Dual action of L-Lactate on the activity of NR2B-containing NMDA receptors: from potentiation to neuroprotectionJourdain, P.; Rothenfusser, K.; Ben-Adiba, C.; Allaman, I.; Marquet, P.; Magistretti, Pierre J. (Scientific Reports, Springer Nature, 2018-09-07) [Article]L-Lactate is a positive modulator of NMDAR-mediated signaling resulting in plasticity gene induction and memory consolidation. However, L-Lactate is also able to protect neurons against excito-toxic NMDAR activity, an indication of a mitigating action of L-Lactate on NMDA signaling. In this study, we provide experimental evidence that resolves this apparent paradox. Transient co-application of glutamate/glycine (1 μM/100 μM; 2 min) in primary cultures of mouse cortical neurons triggers a NMDA-dependent Ca2+ signal positively modulated by L-Lactate (10 mM) or DTT (1 mM) but decreased by Pyruvate (10 mM).

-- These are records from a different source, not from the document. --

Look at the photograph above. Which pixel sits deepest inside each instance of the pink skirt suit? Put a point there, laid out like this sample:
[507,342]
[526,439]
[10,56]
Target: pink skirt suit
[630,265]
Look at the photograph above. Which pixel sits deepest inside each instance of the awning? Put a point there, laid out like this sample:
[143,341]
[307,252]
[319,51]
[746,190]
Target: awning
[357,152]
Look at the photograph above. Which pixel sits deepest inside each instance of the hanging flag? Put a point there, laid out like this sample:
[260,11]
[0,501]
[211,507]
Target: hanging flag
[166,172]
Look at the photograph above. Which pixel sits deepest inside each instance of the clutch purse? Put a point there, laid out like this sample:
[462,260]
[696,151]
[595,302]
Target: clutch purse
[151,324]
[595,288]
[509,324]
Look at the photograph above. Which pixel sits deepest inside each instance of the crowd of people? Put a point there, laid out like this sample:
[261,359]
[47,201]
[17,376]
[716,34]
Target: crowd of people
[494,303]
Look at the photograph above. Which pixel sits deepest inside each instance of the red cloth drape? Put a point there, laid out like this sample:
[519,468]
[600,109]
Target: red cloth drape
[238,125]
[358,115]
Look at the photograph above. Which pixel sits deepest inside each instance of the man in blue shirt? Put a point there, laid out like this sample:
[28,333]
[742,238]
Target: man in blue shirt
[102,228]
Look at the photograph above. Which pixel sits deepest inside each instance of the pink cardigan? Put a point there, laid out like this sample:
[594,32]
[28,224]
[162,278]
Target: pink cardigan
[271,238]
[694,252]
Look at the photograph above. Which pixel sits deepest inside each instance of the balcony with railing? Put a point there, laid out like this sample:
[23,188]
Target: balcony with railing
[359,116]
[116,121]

This L-Lactate and DTT-induced potentiation is blocked by Ifenprodil (2 μM), a specific blocker of NMDARs containing NR2B sub-units. In contrast, co-application of glutamate/glycine (1 mM/100 μM; 2 min) elicits a NMDAR-dependent excitotoxic death in 49% of neurons. L-Lactate and Pyruvate significantly reduce this rate of cell death processes (respectively to 23% and 9%) while DTT has no effect (54% of neuronal death). This L-Lactate-induced neuroprotection is blocked by carbenoxolone and glibenclamide, respectively blockers of pannexins and KATP. In conclusion, our results show that L-Lactate is involved in two distinct and independent pathways defined as NMDAR-mediated potentiation pathway (or NADH pathway) and a neuroprotective pathway (or Pyruvate/ATP pathway), the prevalence of each one depending on the strength of the glutamatergic stimulus.